Contos de fadas para adultos

19 dezembro, 2015 | Por Isabela Gaglianone

O fantástico, o imaginário, podem ser polissêmicas maneiras de colocar em questão, simbolicamente, noções morais, políticas, ideológicas intrigantes.

Os contos de fadas são, sob esse viés, conhecidos como meios didáticos, cujo intuito é sensibilizar a criança em relação ao conhecimento do mundo. Porém, os contos inseridos em um universo lúdico ou mágico são fontes amplas de inspiração metafórica, também, ou talvez sobretudo, aos adultos, para interpretar a natureza humana.
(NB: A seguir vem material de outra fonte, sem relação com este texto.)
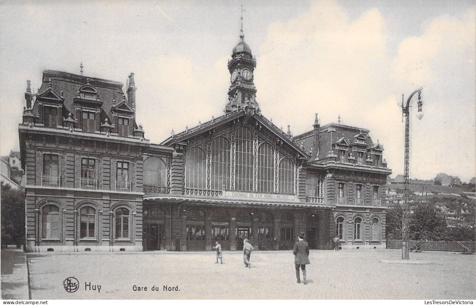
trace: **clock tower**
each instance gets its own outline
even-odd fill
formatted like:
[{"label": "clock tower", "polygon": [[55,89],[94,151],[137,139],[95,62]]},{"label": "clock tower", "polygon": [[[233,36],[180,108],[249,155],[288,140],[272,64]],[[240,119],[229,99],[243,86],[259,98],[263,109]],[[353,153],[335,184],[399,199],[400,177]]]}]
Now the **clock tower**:
[{"label": "clock tower", "polygon": [[240,29],[241,41],[233,48],[231,60],[228,61],[231,84],[228,89],[228,103],[225,107],[226,112],[233,111],[248,101],[258,107],[256,102],[256,88],[253,82],[253,73],[256,67],[256,60],[251,54],[249,46],[244,41],[243,16]]}]

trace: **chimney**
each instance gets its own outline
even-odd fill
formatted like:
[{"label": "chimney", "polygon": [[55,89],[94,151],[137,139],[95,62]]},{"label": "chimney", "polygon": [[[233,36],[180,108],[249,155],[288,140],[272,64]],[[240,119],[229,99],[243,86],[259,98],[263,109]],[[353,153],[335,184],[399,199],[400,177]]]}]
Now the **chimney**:
[{"label": "chimney", "polygon": [[134,73],[131,73],[127,82],[127,101],[129,105],[132,105],[136,103],[136,83],[134,81]]},{"label": "chimney", "polygon": [[317,118],[317,114],[316,114],[316,118],[314,119],[314,124],[312,125],[314,129],[312,131],[312,135],[314,137],[314,141],[312,143],[313,154],[315,154],[315,156],[311,156],[311,161],[314,161],[318,158],[319,156],[319,144],[320,142],[320,136],[319,133],[319,129],[321,127],[319,124],[319,119]]}]

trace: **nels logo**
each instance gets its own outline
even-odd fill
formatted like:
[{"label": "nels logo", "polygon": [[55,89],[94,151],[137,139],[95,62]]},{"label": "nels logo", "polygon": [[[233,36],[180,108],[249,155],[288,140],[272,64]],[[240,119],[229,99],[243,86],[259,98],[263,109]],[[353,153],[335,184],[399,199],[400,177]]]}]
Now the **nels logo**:
[{"label": "nels logo", "polygon": [[75,292],[79,287],[79,282],[76,277],[68,277],[63,281],[63,287],[68,292]]}]

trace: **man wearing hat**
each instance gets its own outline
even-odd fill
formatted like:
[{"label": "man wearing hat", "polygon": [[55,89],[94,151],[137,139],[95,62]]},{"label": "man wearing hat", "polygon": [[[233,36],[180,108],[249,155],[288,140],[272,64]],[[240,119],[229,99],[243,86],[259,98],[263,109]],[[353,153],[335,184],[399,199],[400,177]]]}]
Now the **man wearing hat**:
[{"label": "man wearing hat", "polygon": [[294,265],[296,269],[296,278],[298,283],[301,283],[301,277],[299,276],[299,268],[301,267],[302,270],[302,277],[304,280],[304,285],[307,284],[306,279],[306,265],[311,263],[309,261],[309,245],[304,241],[304,232],[301,233],[298,236],[298,241],[294,244],[293,253],[294,254]]}]

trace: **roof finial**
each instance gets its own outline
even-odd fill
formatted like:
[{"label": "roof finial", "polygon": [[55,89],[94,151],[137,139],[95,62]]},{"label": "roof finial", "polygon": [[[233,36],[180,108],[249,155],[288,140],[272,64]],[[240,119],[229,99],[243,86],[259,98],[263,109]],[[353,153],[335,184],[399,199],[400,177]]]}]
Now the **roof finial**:
[{"label": "roof finial", "polygon": [[241,17],[240,18],[241,21],[241,27],[239,29],[239,31],[241,32],[239,35],[239,38],[241,39],[242,41],[243,41],[243,39],[245,38],[245,34],[243,33],[243,4],[241,4]]}]

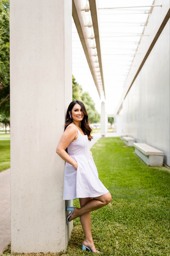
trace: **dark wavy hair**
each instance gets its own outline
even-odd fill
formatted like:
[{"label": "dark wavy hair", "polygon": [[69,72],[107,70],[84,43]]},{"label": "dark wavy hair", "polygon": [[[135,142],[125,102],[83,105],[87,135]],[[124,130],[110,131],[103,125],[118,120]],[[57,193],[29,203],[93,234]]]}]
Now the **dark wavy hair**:
[{"label": "dark wavy hair", "polygon": [[70,112],[72,114],[72,110],[73,109],[73,107],[77,103],[81,106],[81,109],[82,110],[82,111],[84,114],[83,119],[81,122],[81,128],[83,133],[87,135],[88,139],[89,140],[91,140],[93,138],[92,136],[90,135],[90,133],[92,131],[92,129],[91,129],[89,125],[89,121],[88,119],[88,114],[87,112],[85,106],[83,102],[80,101],[74,101],[70,103],[69,106],[68,106],[65,116],[64,130],[65,130],[69,124],[70,124],[70,123],[72,123],[73,122],[73,119],[72,118],[70,118],[69,112]]}]

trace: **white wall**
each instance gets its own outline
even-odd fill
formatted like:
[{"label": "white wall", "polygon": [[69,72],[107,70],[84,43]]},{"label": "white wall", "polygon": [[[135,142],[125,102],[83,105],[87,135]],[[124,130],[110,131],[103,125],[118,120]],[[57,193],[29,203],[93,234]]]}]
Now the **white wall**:
[{"label": "white wall", "polygon": [[125,134],[163,151],[169,166],[169,20],[123,102],[122,118],[115,119],[118,129],[123,123]]},{"label": "white wall", "polygon": [[11,251],[65,249],[64,162],[72,100],[72,2],[10,1]]}]

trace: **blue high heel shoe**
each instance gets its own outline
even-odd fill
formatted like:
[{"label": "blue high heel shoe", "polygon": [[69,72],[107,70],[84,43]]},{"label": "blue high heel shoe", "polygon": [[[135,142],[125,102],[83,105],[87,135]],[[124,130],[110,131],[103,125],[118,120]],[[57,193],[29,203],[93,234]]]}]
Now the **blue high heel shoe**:
[{"label": "blue high heel shoe", "polygon": [[83,244],[82,251],[92,251],[90,248],[87,246],[85,246],[84,244]]},{"label": "blue high heel shoe", "polygon": [[72,216],[72,214],[73,213],[73,211],[74,210],[74,207],[72,207],[71,206],[67,206],[66,207],[66,210],[67,212],[72,212],[71,213],[71,214],[69,214],[69,215],[67,216],[67,219],[66,219],[67,225],[68,225],[69,224],[69,222],[68,222],[69,219],[70,217]]}]

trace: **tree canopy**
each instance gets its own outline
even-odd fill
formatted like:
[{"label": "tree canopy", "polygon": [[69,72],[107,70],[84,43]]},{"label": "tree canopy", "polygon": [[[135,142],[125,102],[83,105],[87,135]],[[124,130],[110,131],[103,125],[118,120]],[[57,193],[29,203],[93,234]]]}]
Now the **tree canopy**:
[{"label": "tree canopy", "polygon": [[72,76],[73,101],[80,101],[84,104],[89,116],[90,123],[100,121],[100,114],[95,107],[95,103],[87,91],[83,91],[82,87]]},{"label": "tree canopy", "polygon": [[9,117],[9,3],[0,1],[0,113]]}]

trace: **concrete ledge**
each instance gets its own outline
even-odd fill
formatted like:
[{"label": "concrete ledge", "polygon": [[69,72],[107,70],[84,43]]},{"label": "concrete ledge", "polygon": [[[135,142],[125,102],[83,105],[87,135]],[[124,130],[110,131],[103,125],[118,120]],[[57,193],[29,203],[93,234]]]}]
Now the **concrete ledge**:
[{"label": "concrete ledge", "polygon": [[162,166],[163,152],[145,143],[134,143],[135,153],[148,165]]},{"label": "concrete ledge", "polygon": [[122,139],[124,140],[124,143],[128,146],[133,146],[134,143],[135,142],[135,140],[134,138],[128,136],[123,137]]}]

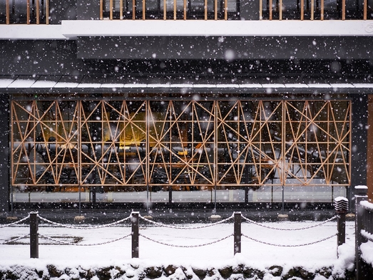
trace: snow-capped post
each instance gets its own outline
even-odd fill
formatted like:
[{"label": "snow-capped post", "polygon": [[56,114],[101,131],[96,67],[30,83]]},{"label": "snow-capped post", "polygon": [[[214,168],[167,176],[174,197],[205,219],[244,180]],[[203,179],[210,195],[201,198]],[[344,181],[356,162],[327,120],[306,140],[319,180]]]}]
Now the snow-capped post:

É por isso que Walter Benjamin, por exemplo, considera os contos de fadas como a fonte originária da narrativa e como primeiros conselheiros, não só das crianças, mas de toda humanidade. Orais por natureza, os contos de fadas são formas de exercer a faculdade de intercambiar experiências[i]; através dessa troca, a imaginação torna-se crítica e o encantamento do mundo, uma arma para desencantá-lo.

 

Giorgio Manganelli, "Pinóquio: um livro paralelo"
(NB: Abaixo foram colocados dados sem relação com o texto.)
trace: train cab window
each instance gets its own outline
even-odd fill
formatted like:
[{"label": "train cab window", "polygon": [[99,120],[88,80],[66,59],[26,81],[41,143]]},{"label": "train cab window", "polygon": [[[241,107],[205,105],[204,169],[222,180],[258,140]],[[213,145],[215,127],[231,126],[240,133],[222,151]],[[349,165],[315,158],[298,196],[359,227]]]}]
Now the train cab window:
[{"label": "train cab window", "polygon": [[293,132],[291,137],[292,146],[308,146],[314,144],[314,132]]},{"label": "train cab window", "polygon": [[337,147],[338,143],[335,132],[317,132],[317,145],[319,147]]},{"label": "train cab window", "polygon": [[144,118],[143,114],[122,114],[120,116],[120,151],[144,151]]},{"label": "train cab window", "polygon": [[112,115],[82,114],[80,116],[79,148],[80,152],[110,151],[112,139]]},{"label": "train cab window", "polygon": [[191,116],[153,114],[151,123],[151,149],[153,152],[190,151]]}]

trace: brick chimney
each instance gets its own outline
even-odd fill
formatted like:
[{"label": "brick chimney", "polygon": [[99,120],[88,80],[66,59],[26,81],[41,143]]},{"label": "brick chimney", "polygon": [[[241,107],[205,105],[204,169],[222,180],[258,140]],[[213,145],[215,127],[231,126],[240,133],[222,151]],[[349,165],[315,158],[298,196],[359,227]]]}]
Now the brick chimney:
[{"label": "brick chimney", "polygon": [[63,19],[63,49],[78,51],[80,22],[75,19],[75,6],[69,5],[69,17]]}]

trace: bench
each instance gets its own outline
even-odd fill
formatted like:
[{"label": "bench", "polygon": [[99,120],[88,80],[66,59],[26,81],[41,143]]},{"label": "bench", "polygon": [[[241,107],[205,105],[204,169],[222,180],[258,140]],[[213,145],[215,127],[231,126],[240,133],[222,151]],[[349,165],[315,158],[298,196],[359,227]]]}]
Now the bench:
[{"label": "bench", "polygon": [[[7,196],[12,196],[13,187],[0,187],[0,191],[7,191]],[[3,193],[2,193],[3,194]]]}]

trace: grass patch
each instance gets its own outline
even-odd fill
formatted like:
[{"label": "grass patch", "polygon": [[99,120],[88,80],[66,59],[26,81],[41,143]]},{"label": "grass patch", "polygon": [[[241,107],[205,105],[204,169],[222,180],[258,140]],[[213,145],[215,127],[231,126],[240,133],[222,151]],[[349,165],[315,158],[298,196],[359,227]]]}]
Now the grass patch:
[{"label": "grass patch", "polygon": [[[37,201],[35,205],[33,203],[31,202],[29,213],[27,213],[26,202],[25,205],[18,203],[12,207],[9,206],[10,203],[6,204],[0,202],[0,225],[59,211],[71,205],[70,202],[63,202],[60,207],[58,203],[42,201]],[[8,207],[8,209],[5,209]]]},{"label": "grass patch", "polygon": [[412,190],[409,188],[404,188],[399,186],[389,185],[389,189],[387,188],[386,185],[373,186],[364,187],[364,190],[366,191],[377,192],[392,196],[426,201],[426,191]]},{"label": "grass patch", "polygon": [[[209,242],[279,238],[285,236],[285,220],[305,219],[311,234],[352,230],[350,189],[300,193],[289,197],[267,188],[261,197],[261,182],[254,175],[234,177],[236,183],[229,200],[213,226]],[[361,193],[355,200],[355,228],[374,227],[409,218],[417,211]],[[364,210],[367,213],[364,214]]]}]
Giorgio Manganelli, “Pinóquio: um livro paralelo”

Giorgio Manganelli, em Pinóquio: um livro paralelo, destrincha a forma da fábula, mostrando, no caso da história da marionete de madeira, as inúmeras outras histórias que por trás dela se escondem. Manganelli, grande romancista e intelectual italiano, desvenda o quanto esse conto de fadas, na verdade, é rico em significados na leitura de um adulto. O livro aponta o sentido oculto das desventuras de Pinóquio e o verdadeiro significado de personagens, analisa a tirania e a benevolência de Gepeto, o papel pedagógico do Grilo-Falante, as metamorfoses da Fada e as dúvidas existenciais de Pinóquio, dividido entre a desobediência e a vontade de ser um bom menino, para poder se transformar em uma criança de carne e osso.
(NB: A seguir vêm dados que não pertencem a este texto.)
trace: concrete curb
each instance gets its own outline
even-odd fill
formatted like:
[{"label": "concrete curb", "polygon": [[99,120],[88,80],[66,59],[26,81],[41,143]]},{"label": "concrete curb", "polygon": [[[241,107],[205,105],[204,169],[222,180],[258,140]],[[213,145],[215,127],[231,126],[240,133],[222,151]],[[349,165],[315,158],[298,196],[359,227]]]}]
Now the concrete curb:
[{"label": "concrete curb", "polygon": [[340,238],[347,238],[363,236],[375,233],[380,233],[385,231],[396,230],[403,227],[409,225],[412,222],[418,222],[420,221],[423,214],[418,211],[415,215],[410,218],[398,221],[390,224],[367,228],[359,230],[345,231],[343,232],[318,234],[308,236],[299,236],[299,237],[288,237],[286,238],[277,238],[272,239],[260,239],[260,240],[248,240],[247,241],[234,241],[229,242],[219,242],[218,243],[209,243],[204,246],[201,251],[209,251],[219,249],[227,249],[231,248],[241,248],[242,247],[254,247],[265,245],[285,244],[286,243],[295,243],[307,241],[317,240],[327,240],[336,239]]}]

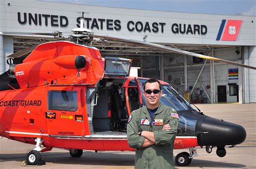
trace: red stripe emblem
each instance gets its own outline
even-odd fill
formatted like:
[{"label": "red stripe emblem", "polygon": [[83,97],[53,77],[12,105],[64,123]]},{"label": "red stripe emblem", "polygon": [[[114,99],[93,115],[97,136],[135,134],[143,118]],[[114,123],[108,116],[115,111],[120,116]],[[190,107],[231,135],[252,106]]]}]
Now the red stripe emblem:
[{"label": "red stripe emblem", "polygon": [[228,20],[221,40],[237,41],[241,25],[241,20]]}]

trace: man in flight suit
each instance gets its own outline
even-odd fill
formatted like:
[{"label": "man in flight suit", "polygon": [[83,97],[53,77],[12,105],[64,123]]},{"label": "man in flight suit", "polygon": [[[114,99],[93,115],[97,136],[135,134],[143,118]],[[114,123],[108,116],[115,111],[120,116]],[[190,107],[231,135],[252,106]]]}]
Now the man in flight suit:
[{"label": "man in flight suit", "polygon": [[174,168],[173,145],[179,116],[172,108],[160,103],[160,82],[149,79],[143,95],[146,107],[129,117],[127,136],[129,146],[136,149],[135,168]]}]

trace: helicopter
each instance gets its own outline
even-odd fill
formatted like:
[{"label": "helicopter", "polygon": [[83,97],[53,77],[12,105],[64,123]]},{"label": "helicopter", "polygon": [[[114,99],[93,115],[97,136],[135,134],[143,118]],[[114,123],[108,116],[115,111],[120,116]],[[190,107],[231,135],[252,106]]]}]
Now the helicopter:
[{"label": "helicopter", "polygon": [[[256,69],[145,41],[95,34],[83,27],[83,14],[80,27],[72,30],[68,39],[58,32],[38,33],[57,38],[11,54],[9,62],[15,63],[31,52],[22,63],[10,64],[10,69],[0,75],[0,136],[35,145],[26,156],[29,165],[45,164],[41,153],[53,147],[67,149],[74,158],[81,157],[83,150],[134,150],[128,145],[126,126],[131,112],[146,105],[143,90],[147,79],[129,76],[131,59],[102,57],[98,49],[90,45],[95,39]],[[189,152],[177,154],[178,165],[189,165],[198,156],[196,147],[205,147],[208,153],[217,147],[217,156],[223,157],[226,146],[233,147],[245,140],[242,126],[204,115],[170,84],[160,82],[160,102],[179,116],[174,149],[189,149]]]}]

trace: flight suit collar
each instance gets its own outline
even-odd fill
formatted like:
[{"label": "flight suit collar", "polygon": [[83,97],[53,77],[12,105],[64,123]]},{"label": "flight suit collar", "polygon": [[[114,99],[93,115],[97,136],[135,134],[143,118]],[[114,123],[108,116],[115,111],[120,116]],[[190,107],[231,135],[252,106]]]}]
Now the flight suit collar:
[{"label": "flight suit collar", "polygon": [[[160,104],[158,106],[158,108],[157,109],[157,111],[156,111],[156,113],[154,114],[155,115],[159,114],[163,111],[164,111],[164,106],[161,103],[160,103]],[[149,110],[147,110],[147,108],[146,106],[144,106],[144,107],[142,108],[142,111],[143,112],[144,114],[146,114],[146,117],[147,117],[147,119],[151,119],[151,118],[150,117],[150,114],[149,112]]]}]

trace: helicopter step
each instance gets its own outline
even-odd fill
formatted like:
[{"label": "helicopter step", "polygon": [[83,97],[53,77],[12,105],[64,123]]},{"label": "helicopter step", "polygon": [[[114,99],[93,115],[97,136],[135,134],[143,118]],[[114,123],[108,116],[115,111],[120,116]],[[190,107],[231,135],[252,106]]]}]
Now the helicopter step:
[{"label": "helicopter step", "polygon": [[175,157],[176,164],[180,166],[186,166],[191,163],[194,157],[197,157],[197,150],[194,148],[190,149],[190,153],[183,152],[178,154]]}]

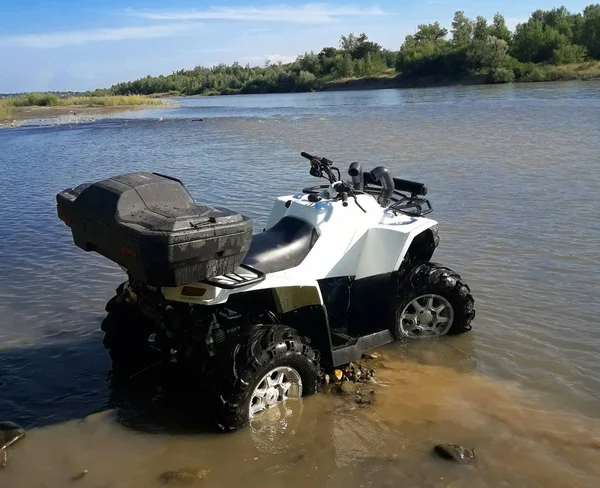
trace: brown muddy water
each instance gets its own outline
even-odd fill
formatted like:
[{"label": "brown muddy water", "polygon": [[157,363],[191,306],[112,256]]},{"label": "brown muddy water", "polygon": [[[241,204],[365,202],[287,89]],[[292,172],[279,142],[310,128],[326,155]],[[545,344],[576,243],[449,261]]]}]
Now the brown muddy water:
[{"label": "brown muddy water", "polygon": [[[28,429],[1,488],[161,486],[180,468],[208,468],[206,487],[600,486],[600,84],[180,103],[0,132],[0,420]],[[206,431],[192,379],[111,381],[98,328],[121,276],[72,245],[56,192],[161,171],[258,229],[313,183],[302,150],[428,184],[473,331],[382,348],[372,406],[323,393],[231,435]],[[478,462],[436,458],[445,442]]]}]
Uma das fabulosas ideias do autor é que a definição de marionete que é dada a Pinóquio corresponde, por um lado, a uma condição moral, de “nudez”, e, por outro lado, a uma condição social, de “inocência”, ambas ligadas à infância e ao mesmo tempo também à pobreza. Além disso, as fugas do boneco guardam, Manganelli analisa, sentidos filosóficos, e a cidade de “Enrola-Trouxas” e o “País dos Brinquedos” seriam metáforas da realidade cotidiana e comum.

Segundo Jamille Rabelo de Freitas, em artigo, do conto pode-se extrair uma “moral da fome”: “É fato que a fome de Pinóquio está sempre relacionada à moralidade e isto vemos já no capítulo 7, onde ele se recusa a comer as cascas e os miolos das peras e Gepeto, pacientemente as guarda”; e, no capítulo 20, “Pinóquio, tomado pela fome alucinante, invade uma fazenda para roubar uvas e acaba caindo em uma armadilha, pela qual é punido tendo que se submeter a realizar a função de cão de guarda”. É essa fome que, diz Manganelli, “o faz temerário e aventureiro”.